The heart will pump blood through the arteries, but not all the way through the veins.
In the lower limbs, blood requires a different transport system to return it, against gravity, back to the heart. This transport system is made up of a pump again, the “calf pump” and one way valves within the veins.
It is for this reason that walking is a great way to keep your legs healthy, since the calf pump is activated all the time.
Broken one-way valves in the legs will cause blood to flow back through the vein and pool in the lower legs, this is known as venous reflux, and often presents as varicose veins. Varicose veins are large blue tortuous vessels that buldge from the surface of the skin.
The Venaseal™ procedure is a minimally invasive in-office treatment for varicose veins and Chronic Venous Insufficiency (CVI) in which a vein specialist inserts a Venaseal™ Endovenous Catheter to deliver glue, collapse and close enlarged leg veins. After the vein is sealed shut, blood then naturally re-routes to other healthy veins in the leg.

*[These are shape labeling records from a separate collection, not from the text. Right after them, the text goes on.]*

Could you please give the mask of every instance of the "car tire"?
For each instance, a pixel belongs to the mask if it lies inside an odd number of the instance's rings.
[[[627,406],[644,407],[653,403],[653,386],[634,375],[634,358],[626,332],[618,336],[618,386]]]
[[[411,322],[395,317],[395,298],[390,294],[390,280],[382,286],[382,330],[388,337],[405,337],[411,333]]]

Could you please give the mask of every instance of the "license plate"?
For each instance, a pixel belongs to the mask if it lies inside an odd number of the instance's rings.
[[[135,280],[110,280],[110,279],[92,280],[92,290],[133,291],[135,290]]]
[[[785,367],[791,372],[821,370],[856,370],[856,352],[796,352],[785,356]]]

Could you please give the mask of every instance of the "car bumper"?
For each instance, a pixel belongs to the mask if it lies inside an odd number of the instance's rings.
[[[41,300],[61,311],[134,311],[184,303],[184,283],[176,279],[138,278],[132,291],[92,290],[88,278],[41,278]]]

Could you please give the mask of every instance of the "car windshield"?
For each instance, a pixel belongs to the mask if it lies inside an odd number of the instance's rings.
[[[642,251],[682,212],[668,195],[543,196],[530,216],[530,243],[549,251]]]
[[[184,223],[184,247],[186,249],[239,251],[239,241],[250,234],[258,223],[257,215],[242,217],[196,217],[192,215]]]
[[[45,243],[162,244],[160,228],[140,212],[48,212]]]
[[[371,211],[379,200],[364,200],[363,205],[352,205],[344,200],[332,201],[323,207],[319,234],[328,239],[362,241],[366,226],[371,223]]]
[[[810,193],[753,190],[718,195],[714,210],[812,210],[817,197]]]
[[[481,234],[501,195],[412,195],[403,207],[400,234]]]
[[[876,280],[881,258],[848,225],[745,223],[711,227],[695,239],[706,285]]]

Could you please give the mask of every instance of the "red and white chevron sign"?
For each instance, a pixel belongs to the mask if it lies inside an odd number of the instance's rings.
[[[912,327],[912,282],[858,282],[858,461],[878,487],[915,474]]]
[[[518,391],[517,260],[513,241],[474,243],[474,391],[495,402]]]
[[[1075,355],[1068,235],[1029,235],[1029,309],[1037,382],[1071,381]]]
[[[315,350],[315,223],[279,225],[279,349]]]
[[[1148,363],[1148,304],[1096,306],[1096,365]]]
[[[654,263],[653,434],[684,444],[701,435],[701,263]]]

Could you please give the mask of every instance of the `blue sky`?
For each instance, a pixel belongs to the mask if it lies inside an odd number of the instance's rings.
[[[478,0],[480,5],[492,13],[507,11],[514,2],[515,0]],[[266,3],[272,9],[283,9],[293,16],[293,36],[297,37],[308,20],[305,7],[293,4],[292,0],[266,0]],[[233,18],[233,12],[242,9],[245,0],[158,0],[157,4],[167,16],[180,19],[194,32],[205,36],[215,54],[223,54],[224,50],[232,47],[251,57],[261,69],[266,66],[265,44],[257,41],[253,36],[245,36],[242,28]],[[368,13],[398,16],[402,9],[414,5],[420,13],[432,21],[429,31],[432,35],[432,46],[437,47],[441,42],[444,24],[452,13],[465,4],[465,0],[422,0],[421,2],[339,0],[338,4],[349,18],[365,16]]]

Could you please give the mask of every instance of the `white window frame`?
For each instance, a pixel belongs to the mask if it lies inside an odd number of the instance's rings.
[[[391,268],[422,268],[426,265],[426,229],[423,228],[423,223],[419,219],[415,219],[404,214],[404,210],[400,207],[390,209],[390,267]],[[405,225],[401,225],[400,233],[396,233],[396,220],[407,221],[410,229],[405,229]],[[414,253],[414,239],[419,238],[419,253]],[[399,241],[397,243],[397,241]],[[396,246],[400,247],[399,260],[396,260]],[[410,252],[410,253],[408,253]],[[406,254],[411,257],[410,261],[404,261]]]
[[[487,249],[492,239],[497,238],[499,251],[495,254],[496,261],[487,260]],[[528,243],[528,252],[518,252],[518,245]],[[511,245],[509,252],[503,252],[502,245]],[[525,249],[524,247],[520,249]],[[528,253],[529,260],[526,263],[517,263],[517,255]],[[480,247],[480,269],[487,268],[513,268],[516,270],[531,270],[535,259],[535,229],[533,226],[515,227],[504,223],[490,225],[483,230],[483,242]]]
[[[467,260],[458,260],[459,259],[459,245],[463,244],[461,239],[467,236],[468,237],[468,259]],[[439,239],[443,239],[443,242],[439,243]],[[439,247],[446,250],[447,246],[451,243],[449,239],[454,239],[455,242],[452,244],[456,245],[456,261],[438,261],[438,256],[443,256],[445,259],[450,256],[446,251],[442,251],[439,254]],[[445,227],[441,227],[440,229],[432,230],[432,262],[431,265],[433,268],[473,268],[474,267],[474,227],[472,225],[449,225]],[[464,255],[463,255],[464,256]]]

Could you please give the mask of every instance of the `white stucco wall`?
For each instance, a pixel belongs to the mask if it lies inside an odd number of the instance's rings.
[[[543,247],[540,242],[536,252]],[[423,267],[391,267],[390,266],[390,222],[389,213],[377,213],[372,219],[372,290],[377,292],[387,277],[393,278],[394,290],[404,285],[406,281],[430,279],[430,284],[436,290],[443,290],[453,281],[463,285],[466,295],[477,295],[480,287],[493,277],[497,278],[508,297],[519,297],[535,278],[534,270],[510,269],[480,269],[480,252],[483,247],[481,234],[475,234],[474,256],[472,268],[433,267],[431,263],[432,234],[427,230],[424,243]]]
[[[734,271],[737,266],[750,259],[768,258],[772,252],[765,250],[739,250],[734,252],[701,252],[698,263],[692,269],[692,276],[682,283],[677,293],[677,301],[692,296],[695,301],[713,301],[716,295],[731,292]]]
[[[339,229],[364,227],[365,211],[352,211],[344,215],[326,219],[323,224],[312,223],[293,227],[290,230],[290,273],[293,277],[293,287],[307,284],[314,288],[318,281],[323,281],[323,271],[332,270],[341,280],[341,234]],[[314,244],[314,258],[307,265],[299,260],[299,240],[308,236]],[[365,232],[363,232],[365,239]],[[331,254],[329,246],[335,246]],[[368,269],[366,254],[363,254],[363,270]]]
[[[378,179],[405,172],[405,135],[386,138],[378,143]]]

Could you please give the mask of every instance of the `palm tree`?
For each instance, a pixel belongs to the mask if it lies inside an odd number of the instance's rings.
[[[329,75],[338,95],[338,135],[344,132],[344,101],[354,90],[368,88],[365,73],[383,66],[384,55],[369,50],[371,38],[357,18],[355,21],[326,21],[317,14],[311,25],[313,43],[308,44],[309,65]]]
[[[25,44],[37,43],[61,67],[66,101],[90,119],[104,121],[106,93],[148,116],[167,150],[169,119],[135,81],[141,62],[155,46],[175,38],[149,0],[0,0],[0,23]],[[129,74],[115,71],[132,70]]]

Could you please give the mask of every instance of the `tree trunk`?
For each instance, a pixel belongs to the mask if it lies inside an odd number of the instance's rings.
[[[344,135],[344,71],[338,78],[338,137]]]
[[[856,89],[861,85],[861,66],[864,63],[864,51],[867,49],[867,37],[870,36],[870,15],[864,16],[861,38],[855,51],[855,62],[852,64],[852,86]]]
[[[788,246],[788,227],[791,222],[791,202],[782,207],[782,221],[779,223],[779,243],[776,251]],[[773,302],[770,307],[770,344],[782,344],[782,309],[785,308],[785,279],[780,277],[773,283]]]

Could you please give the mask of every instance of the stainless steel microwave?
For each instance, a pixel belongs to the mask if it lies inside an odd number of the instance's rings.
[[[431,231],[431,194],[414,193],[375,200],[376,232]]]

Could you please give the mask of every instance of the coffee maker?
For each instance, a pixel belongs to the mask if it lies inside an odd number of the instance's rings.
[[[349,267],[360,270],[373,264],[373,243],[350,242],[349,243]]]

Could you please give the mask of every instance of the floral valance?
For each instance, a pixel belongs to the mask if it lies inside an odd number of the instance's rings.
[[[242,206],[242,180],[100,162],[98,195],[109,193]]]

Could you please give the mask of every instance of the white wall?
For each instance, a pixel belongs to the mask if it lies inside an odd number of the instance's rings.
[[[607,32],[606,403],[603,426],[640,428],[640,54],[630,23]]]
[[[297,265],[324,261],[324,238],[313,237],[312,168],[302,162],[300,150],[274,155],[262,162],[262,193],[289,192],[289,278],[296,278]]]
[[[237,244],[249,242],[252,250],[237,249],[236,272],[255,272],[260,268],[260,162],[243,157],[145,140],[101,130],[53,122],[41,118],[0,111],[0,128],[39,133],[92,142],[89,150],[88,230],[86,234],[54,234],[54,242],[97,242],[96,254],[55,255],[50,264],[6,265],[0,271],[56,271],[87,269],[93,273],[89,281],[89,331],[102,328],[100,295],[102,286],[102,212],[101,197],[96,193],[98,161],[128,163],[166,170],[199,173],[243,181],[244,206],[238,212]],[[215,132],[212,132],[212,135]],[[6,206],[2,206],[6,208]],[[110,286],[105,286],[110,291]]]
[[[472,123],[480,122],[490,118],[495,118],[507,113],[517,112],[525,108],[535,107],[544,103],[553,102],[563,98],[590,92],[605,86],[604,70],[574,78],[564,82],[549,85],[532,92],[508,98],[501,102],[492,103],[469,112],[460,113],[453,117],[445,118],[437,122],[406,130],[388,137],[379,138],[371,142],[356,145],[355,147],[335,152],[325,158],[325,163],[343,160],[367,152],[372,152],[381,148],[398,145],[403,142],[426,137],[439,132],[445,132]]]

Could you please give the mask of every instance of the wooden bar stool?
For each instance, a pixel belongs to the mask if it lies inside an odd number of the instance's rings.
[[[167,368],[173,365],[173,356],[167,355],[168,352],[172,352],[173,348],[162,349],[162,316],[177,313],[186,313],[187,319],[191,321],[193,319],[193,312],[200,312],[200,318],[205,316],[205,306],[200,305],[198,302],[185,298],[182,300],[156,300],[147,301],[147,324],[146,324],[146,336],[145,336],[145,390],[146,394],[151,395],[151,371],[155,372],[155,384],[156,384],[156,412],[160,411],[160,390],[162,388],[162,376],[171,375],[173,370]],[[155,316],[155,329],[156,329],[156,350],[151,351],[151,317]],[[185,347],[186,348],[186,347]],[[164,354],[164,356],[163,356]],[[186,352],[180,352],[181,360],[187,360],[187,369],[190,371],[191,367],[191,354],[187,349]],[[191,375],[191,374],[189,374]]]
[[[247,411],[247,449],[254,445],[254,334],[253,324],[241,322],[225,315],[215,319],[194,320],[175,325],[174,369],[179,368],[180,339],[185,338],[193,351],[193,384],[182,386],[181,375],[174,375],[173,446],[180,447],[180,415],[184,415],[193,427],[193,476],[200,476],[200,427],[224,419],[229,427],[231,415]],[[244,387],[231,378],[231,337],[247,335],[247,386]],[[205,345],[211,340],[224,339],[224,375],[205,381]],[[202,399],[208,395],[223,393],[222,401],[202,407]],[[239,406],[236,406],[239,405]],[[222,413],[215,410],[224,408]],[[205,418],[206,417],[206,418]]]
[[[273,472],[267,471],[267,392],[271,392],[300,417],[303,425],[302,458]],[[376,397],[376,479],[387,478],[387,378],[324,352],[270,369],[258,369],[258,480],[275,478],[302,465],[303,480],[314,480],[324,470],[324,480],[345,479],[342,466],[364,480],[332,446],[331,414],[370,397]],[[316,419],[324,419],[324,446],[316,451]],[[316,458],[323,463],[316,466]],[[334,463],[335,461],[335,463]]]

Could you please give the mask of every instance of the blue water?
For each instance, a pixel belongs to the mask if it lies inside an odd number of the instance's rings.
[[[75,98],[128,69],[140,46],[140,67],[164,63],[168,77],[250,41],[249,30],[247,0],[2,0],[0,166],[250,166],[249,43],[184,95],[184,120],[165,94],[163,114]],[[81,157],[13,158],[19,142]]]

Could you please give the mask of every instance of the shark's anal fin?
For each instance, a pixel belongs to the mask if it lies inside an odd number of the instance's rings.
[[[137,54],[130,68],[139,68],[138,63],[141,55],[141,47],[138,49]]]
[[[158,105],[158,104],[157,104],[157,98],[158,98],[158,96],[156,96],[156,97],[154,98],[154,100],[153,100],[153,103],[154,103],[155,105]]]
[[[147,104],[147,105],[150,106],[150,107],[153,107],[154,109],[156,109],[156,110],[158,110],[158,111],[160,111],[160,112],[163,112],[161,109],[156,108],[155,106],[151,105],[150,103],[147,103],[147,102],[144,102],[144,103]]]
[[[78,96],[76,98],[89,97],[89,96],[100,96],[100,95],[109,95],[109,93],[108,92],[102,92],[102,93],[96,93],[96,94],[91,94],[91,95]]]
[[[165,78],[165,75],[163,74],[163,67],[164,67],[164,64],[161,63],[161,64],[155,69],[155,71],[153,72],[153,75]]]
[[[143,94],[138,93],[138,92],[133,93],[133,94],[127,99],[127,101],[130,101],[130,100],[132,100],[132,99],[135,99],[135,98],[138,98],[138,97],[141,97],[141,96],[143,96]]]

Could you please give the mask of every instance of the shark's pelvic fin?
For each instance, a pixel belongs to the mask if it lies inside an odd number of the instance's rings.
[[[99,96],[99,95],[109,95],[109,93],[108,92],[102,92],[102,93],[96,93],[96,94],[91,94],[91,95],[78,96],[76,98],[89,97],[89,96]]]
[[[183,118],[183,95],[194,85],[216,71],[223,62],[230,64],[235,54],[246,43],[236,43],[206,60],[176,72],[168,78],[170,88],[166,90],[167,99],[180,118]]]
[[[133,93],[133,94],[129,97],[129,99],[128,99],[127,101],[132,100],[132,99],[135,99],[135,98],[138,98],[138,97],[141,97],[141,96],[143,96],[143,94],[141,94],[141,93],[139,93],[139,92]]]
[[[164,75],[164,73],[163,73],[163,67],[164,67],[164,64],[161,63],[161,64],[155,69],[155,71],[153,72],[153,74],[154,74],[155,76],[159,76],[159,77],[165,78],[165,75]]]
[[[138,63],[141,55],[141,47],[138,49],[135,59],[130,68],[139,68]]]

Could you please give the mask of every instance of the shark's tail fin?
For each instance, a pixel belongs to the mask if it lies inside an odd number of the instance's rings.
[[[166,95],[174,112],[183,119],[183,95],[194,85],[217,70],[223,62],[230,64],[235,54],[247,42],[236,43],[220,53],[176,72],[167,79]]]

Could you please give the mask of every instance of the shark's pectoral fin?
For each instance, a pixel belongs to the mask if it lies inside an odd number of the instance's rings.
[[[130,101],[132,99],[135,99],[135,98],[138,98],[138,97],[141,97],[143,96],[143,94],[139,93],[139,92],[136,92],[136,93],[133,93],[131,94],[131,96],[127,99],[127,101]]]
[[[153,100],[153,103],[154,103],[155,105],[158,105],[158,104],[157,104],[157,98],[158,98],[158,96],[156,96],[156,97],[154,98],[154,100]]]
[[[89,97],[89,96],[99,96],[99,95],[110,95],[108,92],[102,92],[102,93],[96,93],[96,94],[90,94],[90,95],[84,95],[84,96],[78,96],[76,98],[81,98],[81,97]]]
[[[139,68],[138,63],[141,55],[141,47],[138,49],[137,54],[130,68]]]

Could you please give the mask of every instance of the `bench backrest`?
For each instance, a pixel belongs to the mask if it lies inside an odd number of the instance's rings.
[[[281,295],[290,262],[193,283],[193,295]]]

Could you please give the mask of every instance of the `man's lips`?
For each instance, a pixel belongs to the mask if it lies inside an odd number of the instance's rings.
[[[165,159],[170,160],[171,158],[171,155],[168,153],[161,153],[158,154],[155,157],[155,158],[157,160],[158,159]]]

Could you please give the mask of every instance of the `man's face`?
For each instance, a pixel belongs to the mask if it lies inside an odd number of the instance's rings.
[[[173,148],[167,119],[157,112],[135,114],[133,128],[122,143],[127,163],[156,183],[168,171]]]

The Venaseal™ procedure is performed in an office operating room under local anesthesia, minimal preparation by the patient is required. It truly is a walk-in walk-out procedure that takes 20-30 minutes to perform. There is no need for hospitalisation or a general anasthetic.
To perform the Venaseal™ procedure, Dr Blignaut maps out the leg veins to be treated prior to surgery using a duplex ultrasound. During the procedure, a small needle is inserted just below the knee. (This needle is the same size as a regular drip in the arm). This needle is replaced by a plastic cannula that allows for the passage of the Venaseal™ catheter into the vein. No further injections are required. Once the catheter has been palced by ultrasound, a precise amount of glue is delivered to the vein. Mild pressure allows the vein to be glued shut immediately, leaving a sealed vein. Upon completion, the catheter is removed from the leg. Most patients experience minimal discomfort during the procedure and no pain afterwards. For anxious or needle phobic patients we use a mild sedative prior or during the procedure. Even the most phobic patient can be comfortably treated. Patients leave the room once the procedure is complete. If no sedation was used, they may drive themselves home.
You will be encouraged to walk everyday, but to refrain from strenuous activity for at least a week. Most patients who undergo Venaseal Glue treatment of their varicose veins typically resume normal activities within a day.
Endovenous chemical ablation procedures like Venaseal™ has replaced the old stripping surgery. Vein stripping surgeries date back to 1905, and has been long overdue for a complete overhaul. Vein stripping surgery is a traumatic experience for both the patient and surgeon. Clinical outcomes after surgery is often poor with a recurrence rate as high as 60%. Dr Blignaut does not offer vein stripping surgery to his patients, as this barbaric procedure should be religated to the history books.
Patients with superficial vein reflux, as demonstrated on a duplex scan, are ideal candidates for this procedure. Patients with deep vein reflux, usually due to an old DVT are often not candidates for this procedure. The only way to determine if you are a candidate to have your veins treated by Venaseal Glue, is to have a duplex scan done by a vein specialist.
Venaseal treatment is still very new.
The Venaseal™ Glue procedure is NOT funded by most medical schemes in South Africa. Medical aids like Discovery do not fund the Venaseal procedure. This means that you would be required to pay for the procedure.